Reading into the rest. Pets eat the leftovers of yours. Mine thinks the toaster popping is the dinner bell. Some butter and jam on some toast is the ideal snack.
This-Rutabaga6382@reddit
Could you not in a real emergency just grind up some wheat berries if you had them set aside ? I watched a video of historical pet food and aside from the obvious (they eat our leftovers and bits of meat we don’t want) they have been getting fed grain for at least a few centuries.
TexFarmer@reddit
This is an ongoing discussion in our group, keeping the dogs well-fed is very important, they serve a vital role.
Standard off-the-shelf dog food will not store very well, so only 2 options, treat the normal dog food to preserve it for storage or find a substitute. I have heard of people running standard dog food through a freeze-dryer and then vacuum-sealed. This option is costly and requires a freeze-dryer even more costly.
For us, the better option is to substitute pre-made dog food for storing the individual components separately, Rice, Beans, Freeze-dried vegetables & TVP are much easier to buy and store for the long term.
Eredani@reddit
I'm not sure I understand the question here... but I will share how we prep for our dog:
1) He eats fancy Nom Nom packaged wet food that ships frozen. We thaw a package of seven every 3.5 days. We have about a month's supply in the garage freezer and another month in the prep room chest freezer with the means to keep the freezer running indefinitely.

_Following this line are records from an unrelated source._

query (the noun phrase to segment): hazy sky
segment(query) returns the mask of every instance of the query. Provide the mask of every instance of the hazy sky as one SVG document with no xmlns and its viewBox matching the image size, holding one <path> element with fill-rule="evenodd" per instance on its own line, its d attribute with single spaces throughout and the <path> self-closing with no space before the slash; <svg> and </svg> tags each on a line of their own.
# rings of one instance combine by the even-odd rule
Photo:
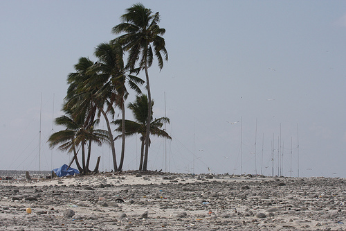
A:
<svg viewBox="0 0 346 231">
<path fill-rule="evenodd" d="M 135 3 L 0 1 L 0 169 L 69 162 L 46 143 L 63 129 L 53 120 L 66 76 L 80 57 L 96 60 Z M 165 111 L 173 138 L 152 137 L 149 169 L 297 176 L 299 163 L 300 176 L 346 177 L 346 1 L 142 3 L 166 29 L 169 60 L 149 74 L 154 117 Z M 138 168 L 140 149 L 139 136 L 127 139 L 125 170 Z M 98 155 L 111 169 L 109 146 L 92 155 L 91 169 Z"/>
</svg>

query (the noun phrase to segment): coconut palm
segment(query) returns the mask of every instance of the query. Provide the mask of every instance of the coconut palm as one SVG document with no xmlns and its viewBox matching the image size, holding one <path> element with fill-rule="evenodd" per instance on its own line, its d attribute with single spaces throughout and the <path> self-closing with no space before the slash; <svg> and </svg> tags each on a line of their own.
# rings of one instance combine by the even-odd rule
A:
<svg viewBox="0 0 346 231">
<path fill-rule="evenodd" d="M 117 97 L 115 99 L 115 103 L 122 111 L 122 148 L 120 161 L 118 167 L 118 171 L 121 171 L 124 162 L 125 148 L 125 101 L 129 95 L 126 85 L 128 85 L 137 94 L 140 94 L 141 91 L 138 85 L 143 85 L 144 81 L 138 77 L 127 73 L 122 60 L 122 49 L 118 44 L 102 43 L 96 47 L 95 55 L 98 58 L 98 61 L 93 65 L 91 71 L 95 71 L 99 76 L 102 76 L 102 79 L 107 80 L 107 83 L 104 84 L 109 85 L 116 92 Z"/>
<path fill-rule="evenodd" d="M 150 134 L 161 137 L 165 137 L 172 139 L 172 137 L 164 130 L 161 129 L 165 123 L 170 123 L 170 119 L 167 117 L 161 117 L 158 119 L 152 119 L 152 108 L 154 105 L 154 101 L 152 101 L 152 117 L 150 119 Z M 135 121 L 130 120 L 125 120 L 125 135 L 126 136 L 131 136 L 135 134 L 140 135 L 140 161 L 139 170 L 146 171 L 144 166 L 147 165 L 148 155 L 144 153 L 144 146 L 147 141 L 148 141 L 148 146 L 150 146 L 150 139 L 145 139 L 147 135 L 147 110 L 148 99 L 146 95 L 137 96 L 136 101 L 130 103 L 128 108 L 132 110 L 132 114 L 135 119 Z M 122 129 L 122 123 L 120 119 L 116 120 L 113 122 L 118 127 L 116 130 L 120 132 Z M 116 139 L 120 138 L 120 135 L 116 137 Z"/>
<path fill-rule="evenodd" d="M 55 119 L 55 123 L 66 127 L 65 130 L 52 134 L 48 142 L 51 147 L 60 145 L 58 148 L 62 151 L 73 152 L 73 159 L 80 173 L 88 173 L 89 166 L 85 162 L 85 145 L 87 142 L 95 142 L 100 146 L 102 142 L 108 141 L 107 132 L 105 130 L 95 129 L 95 126 L 100 122 L 99 119 L 91 123 L 85 123 L 85 114 L 80 114 L 78 117 L 71 117 L 71 112 L 66 112 L 66 114 Z M 77 158 L 76 148 L 82 149 L 82 167 Z M 91 148 L 91 146 L 89 146 Z"/>
<path fill-rule="evenodd" d="M 104 84 L 107 81 L 104 76 L 90 71 L 95 64 L 87 58 L 80 58 L 78 63 L 75 65 L 76 72 L 71 73 L 68 76 L 69 87 L 64 108 L 73 111 L 73 117 L 78 117 L 80 113 L 86 113 L 86 121 L 93 121 L 95 116 L 100 117 L 102 114 L 107 126 L 114 170 L 117 171 L 115 144 L 107 117 L 108 114 L 112 117 L 114 115 L 113 103 L 116 99 L 116 94 L 109 84 Z M 89 142 L 86 165 L 90 160 L 91 144 Z"/>
<path fill-rule="evenodd" d="M 151 9 L 146 8 L 141 3 L 136 3 L 126 10 L 126 13 L 120 17 L 122 23 L 114 26 L 112 33 L 125 34 L 113 41 L 121 44 L 124 51 L 129 51 L 127 67 L 134 69 L 138 60 L 140 69 L 145 71 L 148 96 L 147 121 L 145 139 L 149 139 L 151 118 L 152 96 L 149 83 L 148 68 L 152 65 L 154 55 L 158 60 L 160 69 L 163 67 L 163 59 L 167 60 L 168 55 L 165 47 L 165 40 L 161 36 L 165 30 L 161 28 L 158 12 L 154 14 Z M 145 155 L 147 155 L 149 142 L 145 142 Z M 146 163 L 145 163 L 146 164 Z M 143 166 L 147 170 L 147 166 Z"/>
</svg>

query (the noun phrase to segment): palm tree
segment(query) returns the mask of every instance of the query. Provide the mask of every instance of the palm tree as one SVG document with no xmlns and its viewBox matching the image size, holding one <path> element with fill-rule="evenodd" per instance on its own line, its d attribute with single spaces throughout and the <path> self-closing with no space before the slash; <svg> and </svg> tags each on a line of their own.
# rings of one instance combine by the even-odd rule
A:
<svg viewBox="0 0 346 231">
<path fill-rule="evenodd" d="M 120 17 L 122 23 L 114 26 L 112 33 L 124 35 L 116 38 L 113 41 L 121 44 L 124 51 L 129 51 L 127 67 L 134 69 L 138 60 L 140 69 L 145 70 L 148 95 L 147 121 L 145 139 L 149 139 L 151 118 L 152 95 L 149 83 L 148 68 L 152 65 L 154 53 L 158 62 L 160 69 L 163 67 L 163 58 L 168 60 L 165 47 L 165 40 L 161 36 L 165 33 L 164 28 L 158 26 L 160 22 L 158 12 L 153 14 L 151 9 L 146 8 L 141 3 L 133 5 L 126 10 L 126 13 Z M 153 51 L 154 50 L 154 51 Z M 162 53 L 162 54 L 161 54 Z M 163 58 L 163 55 L 164 57 Z M 145 142 L 145 155 L 147 156 L 149 142 Z M 143 166 L 147 170 L 147 166 Z"/>
<path fill-rule="evenodd" d="M 122 142 L 120 161 L 118 167 L 118 171 L 121 171 L 125 148 L 125 101 L 129 95 L 126 84 L 134 89 L 137 94 L 140 94 L 141 91 L 138 85 L 143 85 L 144 81 L 140 78 L 127 74 L 122 60 L 122 49 L 118 44 L 102 43 L 96 47 L 95 55 L 98 58 L 98 61 L 91 71 L 95 71 L 98 75 L 102 76 L 103 80 L 107 80 L 104 85 L 111 86 L 116 92 L 116 105 L 118 105 L 122 111 Z"/>
<path fill-rule="evenodd" d="M 64 108 L 72 110 L 73 117 L 78 116 L 80 113 L 86 113 L 86 121 L 93 121 L 95 116 L 100 117 L 102 114 L 107 126 L 114 171 L 118 171 L 115 144 L 107 117 L 109 113 L 112 117 L 114 115 L 113 103 L 116 99 L 116 94 L 109 84 L 104 84 L 107 82 L 104 76 L 91 71 L 96 64 L 97 62 L 94 63 L 87 58 L 80 58 L 78 63 L 75 65 L 76 72 L 71 73 L 67 78 L 70 85 Z M 87 160 L 90 160 L 91 144 L 91 142 L 89 142 Z"/>
<path fill-rule="evenodd" d="M 165 123 L 170 123 L 170 119 L 167 117 L 161 117 L 158 119 L 152 119 L 152 107 L 154 105 L 154 101 L 152 101 L 152 108 L 151 108 L 151 115 L 150 119 L 150 134 L 153 135 L 156 135 L 161 137 L 165 137 L 172 139 L 172 137 L 167 133 L 164 130 L 161 129 Z M 148 141 L 148 145 L 150 146 L 150 139 L 145 139 L 147 135 L 147 110 L 148 107 L 148 99 L 146 95 L 137 96 L 136 97 L 136 101 L 134 103 L 130 103 L 128 105 L 128 108 L 132 110 L 132 114 L 135 119 L 135 121 L 130 120 L 125 120 L 125 135 L 127 136 L 131 136 L 135 134 L 140 135 L 140 142 L 141 142 L 141 148 L 140 148 L 140 161 L 139 170 L 146 171 L 145 169 L 147 166 L 148 155 L 147 153 L 144 154 L 144 146 L 147 141 Z M 116 120 L 113 122 L 118 127 L 116 130 L 118 132 L 121 131 L 122 129 L 122 123 L 120 119 Z M 118 136 L 116 139 L 119 138 L 120 136 Z"/>
<path fill-rule="evenodd" d="M 85 114 L 80 114 L 78 117 L 72 119 L 71 111 L 66 111 L 66 115 L 55 119 L 55 123 L 64 126 L 66 128 L 52 134 L 48 142 L 51 148 L 60 145 L 58 148 L 62 151 L 73 152 L 73 159 L 80 173 L 88 173 L 89 166 L 85 162 L 85 144 L 89 142 L 95 142 L 100 146 L 102 142 L 108 141 L 107 132 L 105 130 L 95 129 L 95 126 L 100 122 L 99 119 L 91 123 L 85 123 Z M 80 166 L 77 158 L 76 148 L 82 148 L 82 167 Z M 91 146 L 89 146 L 91 148 Z"/>
</svg>

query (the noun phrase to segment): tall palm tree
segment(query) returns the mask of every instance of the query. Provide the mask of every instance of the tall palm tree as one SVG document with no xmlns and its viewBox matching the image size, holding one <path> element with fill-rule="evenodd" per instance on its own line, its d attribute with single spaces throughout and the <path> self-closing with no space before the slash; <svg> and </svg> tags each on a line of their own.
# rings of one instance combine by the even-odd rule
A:
<svg viewBox="0 0 346 231">
<path fill-rule="evenodd" d="M 114 171 L 118 171 L 115 144 L 107 117 L 109 113 L 112 117 L 114 115 L 113 103 L 116 99 L 116 94 L 109 84 L 104 84 L 107 81 L 104 76 L 90 71 L 95 64 L 87 58 L 80 58 L 78 63 L 75 65 L 76 72 L 68 76 L 69 87 L 64 108 L 72 110 L 74 117 L 78 116 L 79 113 L 87 112 L 86 121 L 93 121 L 95 116 L 100 117 L 102 114 L 107 126 Z M 89 146 L 91 144 L 89 142 Z M 87 160 L 90 160 L 90 154 L 89 147 Z"/>
<path fill-rule="evenodd" d="M 160 69 L 163 67 L 163 59 L 167 60 L 168 55 L 165 47 L 165 40 L 161 36 L 165 33 L 164 28 L 158 26 L 160 15 L 154 14 L 151 9 L 146 8 L 141 3 L 136 3 L 126 10 L 120 17 L 122 23 L 114 26 L 112 33 L 122 35 L 113 41 L 121 44 L 124 51 L 129 51 L 127 66 L 133 69 L 138 60 L 140 69 L 145 71 L 148 95 L 148 117 L 145 139 L 149 139 L 151 118 L 152 94 L 149 83 L 148 68 L 152 65 L 154 54 L 158 62 Z M 154 51 L 153 51 L 154 50 Z M 153 53 L 154 51 L 154 53 Z M 145 142 L 145 154 L 147 155 L 149 142 Z M 146 166 L 145 171 L 147 170 Z"/>
<path fill-rule="evenodd" d="M 59 149 L 67 151 L 69 153 L 73 152 L 73 158 L 78 170 L 80 173 L 86 174 L 89 170 L 85 162 L 85 144 L 89 141 L 100 146 L 102 142 L 108 141 L 108 135 L 107 131 L 94 128 L 99 123 L 99 119 L 87 124 L 84 121 L 85 114 L 80 114 L 73 119 L 71 118 L 71 112 L 66 112 L 66 115 L 55 119 L 57 125 L 64 126 L 66 128 L 52 134 L 48 142 L 51 147 L 60 145 Z M 82 167 L 80 166 L 77 158 L 78 152 L 75 150 L 78 147 L 82 149 Z M 91 146 L 89 148 L 91 148 Z"/>
<path fill-rule="evenodd" d="M 122 49 L 120 44 L 112 42 L 102 43 L 96 47 L 95 51 L 98 61 L 91 70 L 102 76 L 102 79 L 107 80 L 104 85 L 111 86 L 118 96 L 115 103 L 122 111 L 122 148 L 120 161 L 118 167 L 118 171 L 122 169 L 125 148 L 125 101 L 129 95 L 126 85 L 129 85 L 130 88 L 134 89 L 137 94 L 140 94 L 141 91 L 138 85 L 144 83 L 141 78 L 127 73 L 124 67 L 122 54 Z"/>
<path fill-rule="evenodd" d="M 152 108 L 154 105 L 154 101 L 152 101 L 152 117 L 150 119 L 150 132 L 153 135 L 156 135 L 161 137 L 165 137 L 172 139 L 172 137 L 167 133 L 164 130 L 161 129 L 165 123 L 170 123 L 170 119 L 167 117 L 161 117 L 158 119 L 152 119 Z M 148 99 L 146 95 L 137 96 L 136 97 L 136 101 L 134 103 L 130 103 L 128 105 L 128 108 L 132 110 L 132 114 L 135 119 L 135 121 L 130 120 L 125 120 L 125 135 L 127 136 L 131 136 L 135 134 L 140 135 L 140 161 L 139 170 L 146 171 L 146 166 L 147 166 L 148 155 L 147 153 L 144 153 L 144 146 L 147 141 L 148 141 L 148 145 L 150 146 L 150 139 L 145 139 L 147 135 L 147 110 L 148 107 Z M 118 125 L 116 130 L 120 132 L 122 129 L 122 123 L 121 120 L 118 119 L 113 122 L 116 125 Z M 116 139 L 119 138 L 120 136 L 118 136 Z"/>
</svg>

2) Once the Nom Nom runs out we have about 30 cases (360 cans) of high quality canned dog food. In a serious emergency he would be limited to one can per day, so that would last a year. (Supplemented with scraps, leftovers, whatever...)
3) We also have about 200 pounds of dry dog food as a last resort.

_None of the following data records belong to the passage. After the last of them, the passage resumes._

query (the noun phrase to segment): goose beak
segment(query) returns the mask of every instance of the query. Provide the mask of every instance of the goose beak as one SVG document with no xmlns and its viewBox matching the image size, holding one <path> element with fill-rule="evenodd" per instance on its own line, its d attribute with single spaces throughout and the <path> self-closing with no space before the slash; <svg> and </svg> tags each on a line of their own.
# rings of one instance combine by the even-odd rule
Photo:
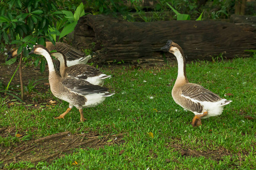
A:
<svg viewBox="0 0 256 170">
<path fill-rule="evenodd" d="M 171 48 L 171 44 L 172 43 L 172 40 L 168 40 L 167 42 L 166 43 L 166 45 L 161 48 L 161 50 L 164 51 L 164 52 L 169 52 L 169 49 Z"/>
<path fill-rule="evenodd" d="M 30 52 L 28 53 L 28 55 L 32 54 L 35 54 L 34 53 L 34 48 L 32 49 L 32 50 L 30 51 Z"/>
<path fill-rule="evenodd" d="M 6 58 L 6 61 L 13 58 L 13 55 L 11 54 L 11 52 L 9 52 L 7 53 L 7 55 L 8 55 L 8 57 L 7 57 L 7 58 Z"/>
<path fill-rule="evenodd" d="M 161 48 L 161 50 L 164 51 L 164 52 L 168 52 L 169 51 L 170 48 L 170 45 L 166 44 L 166 45 Z"/>
</svg>

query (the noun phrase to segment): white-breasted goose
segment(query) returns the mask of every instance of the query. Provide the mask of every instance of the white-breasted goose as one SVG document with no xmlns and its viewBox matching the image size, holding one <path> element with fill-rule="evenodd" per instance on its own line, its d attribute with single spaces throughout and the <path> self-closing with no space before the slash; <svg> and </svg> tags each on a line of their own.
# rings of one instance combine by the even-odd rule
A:
<svg viewBox="0 0 256 170">
<path fill-rule="evenodd" d="M 168 40 L 161 49 L 174 54 L 177 58 L 178 74 L 172 96 L 176 103 L 194 113 L 195 116 L 191 123 L 192 126 L 201 125 L 201 118 L 221 114 L 224 107 L 232 101 L 222 99 L 203 86 L 188 82 L 185 57 L 179 45 Z"/>
<path fill-rule="evenodd" d="M 67 60 L 61 53 L 53 53 L 52 55 L 60 61 L 60 73 L 61 77 L 73 77 L 84 79 L 94 85 L 102 86 L 105 79 L 111 77 L 101 73 L 96 68 L 83 64 L 70 67 L 67 65 Z"/>
<path fill-rule="evenodd" d="M 62 53 L 66 57 L 68 67 L 77 64 L 86 64 L 88 60 L 92 58 L 91 56 L 85 56 L 84 53 L 64 42 L 56 42 L 55 45 L 54 45 L 51 42 L 46 41 L 46 47 L 50 52 L 56 50 L 58 52 Z M 8 52 L 6 61 L 16 57 L 17 51 L 18 49 L 13 49 Z M 55 65 L 55 69 L 57 71 L 59 71 L 60 68 L 59 62 L 53 60 L 53 63 Z"/>
<path fill-rule="evenodd" d="M 56 97 L 69 103 L 67 110 L 55 118 L 63 118 L 75 106 L 79 109 L 80 120 L 84 121 L 82 108 L 93 107 L 102 103 L 106 97 L 114 94 L 109 93 L 108 88 L 74 78 L 61 78 L 55 71 L 49 50 L 42 45 L 36 45 L 29 53 L 43 56 L 49 67 L 49 83 L 52 94 Z"/>
</svg>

I do have several packages of his Nom Nom food that I ran through the freeze dryer but this is mostly intended as a lightweight bug out option.

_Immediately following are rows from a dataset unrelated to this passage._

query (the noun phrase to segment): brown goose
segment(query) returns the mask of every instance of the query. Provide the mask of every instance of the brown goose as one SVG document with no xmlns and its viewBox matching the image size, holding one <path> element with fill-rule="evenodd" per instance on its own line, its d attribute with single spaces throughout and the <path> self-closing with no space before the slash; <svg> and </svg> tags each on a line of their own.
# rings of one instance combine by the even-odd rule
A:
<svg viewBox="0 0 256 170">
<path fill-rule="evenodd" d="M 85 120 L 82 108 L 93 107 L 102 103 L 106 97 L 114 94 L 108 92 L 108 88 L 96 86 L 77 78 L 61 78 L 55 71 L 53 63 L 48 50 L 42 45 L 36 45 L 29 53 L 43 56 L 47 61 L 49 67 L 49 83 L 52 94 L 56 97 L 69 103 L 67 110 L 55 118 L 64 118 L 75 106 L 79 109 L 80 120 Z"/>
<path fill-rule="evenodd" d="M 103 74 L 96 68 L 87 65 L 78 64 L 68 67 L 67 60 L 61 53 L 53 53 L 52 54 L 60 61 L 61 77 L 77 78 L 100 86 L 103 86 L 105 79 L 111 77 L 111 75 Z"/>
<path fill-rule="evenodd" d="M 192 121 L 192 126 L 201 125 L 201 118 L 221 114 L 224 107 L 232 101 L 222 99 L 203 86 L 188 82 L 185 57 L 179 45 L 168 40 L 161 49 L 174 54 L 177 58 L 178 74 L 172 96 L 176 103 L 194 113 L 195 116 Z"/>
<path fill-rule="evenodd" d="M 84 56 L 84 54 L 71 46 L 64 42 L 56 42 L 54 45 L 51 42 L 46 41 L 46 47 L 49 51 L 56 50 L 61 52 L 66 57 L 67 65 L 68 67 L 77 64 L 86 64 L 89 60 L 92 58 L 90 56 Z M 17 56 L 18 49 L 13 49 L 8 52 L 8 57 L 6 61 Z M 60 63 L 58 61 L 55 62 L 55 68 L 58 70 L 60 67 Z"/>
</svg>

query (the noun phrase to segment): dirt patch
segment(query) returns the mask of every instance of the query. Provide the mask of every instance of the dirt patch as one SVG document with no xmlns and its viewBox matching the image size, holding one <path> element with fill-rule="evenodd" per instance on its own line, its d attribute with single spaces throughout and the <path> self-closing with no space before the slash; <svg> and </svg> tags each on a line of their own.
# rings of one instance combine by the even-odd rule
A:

If things are Mad Max bad then there will be some other food options for dogs. Use your imagination.
The fate of the family dogs (a pair of Golden Retrievers) from the book One Second After motivated me to ensure I wouldn't end up in a similar situation.
IRLNub@reddit
I always made rice as a nice filler for my dog. And boiled chicken. Would giver her the broth too.
Mitchum077@reddit
Keep the dogs rid the cats. The cats won’t help you the dogs will.
Led_Zeppole_73@reddit
Cats can help rid vermin when there’s no garbage service.
bcs491@reddit
I mean, you might want those vermin to yourself by then
Led_Zeppole_73@reddit
That‘s another way of looking at it.
BWest829@reddit
Honestly you feed them scraps of what you eat. And if it is a SHTF situation I know my cat can survive as an outdoor cat. He will hunt what he needs. My dog on the other hand will need to eat with us. Food is actually one of the things I feel confident in my prepping as I can grow a lot of what I need even indoors and I live close to the ocean and know how to fish from the shore.
H3LI3@reddit
Cats can be carnivores but dogs are omnivores. They need some veg/carbs/something. Tbh good quality dry kibble is a great prep because technically humans could eat it in absolute worst case scenario
Omfggtfohwts@reddit
A job is a job. You make it what it is. Like any job.
plantsandminis@reddit
Most dog food I've purchased recently has a best by date of 6 or more months out. If you figure out how fast you go through a bag you could buy a few extras or more and start rotating through them. Between Chewy and Costco or Sam's you could likely have UPS drop it off at your door.
Ampallang80@reddit
I grew up where the dogs got leftovers and the grease pan and chickens/goats/donkey got the scraps the dogs wouldn’t eat so there’s no waste. Those animals lived soo long. My plan is just to share with them if they don’t have dog food.
paulywauly99@reddit
When I first read this I thought you were asking how to prep your pets to eat them!!!
Bishopwsu@reddit
You will want to store dehydrated pet food that you just mix with water as regular kibble food can go bad. I have several bags of Dr Harvey’s canine food (and it’s healthy).
Mitchum077@reddit
The dogs can too
McDrummerSLR@reddit
We keep an extra bag of food on hand for each of my dogs.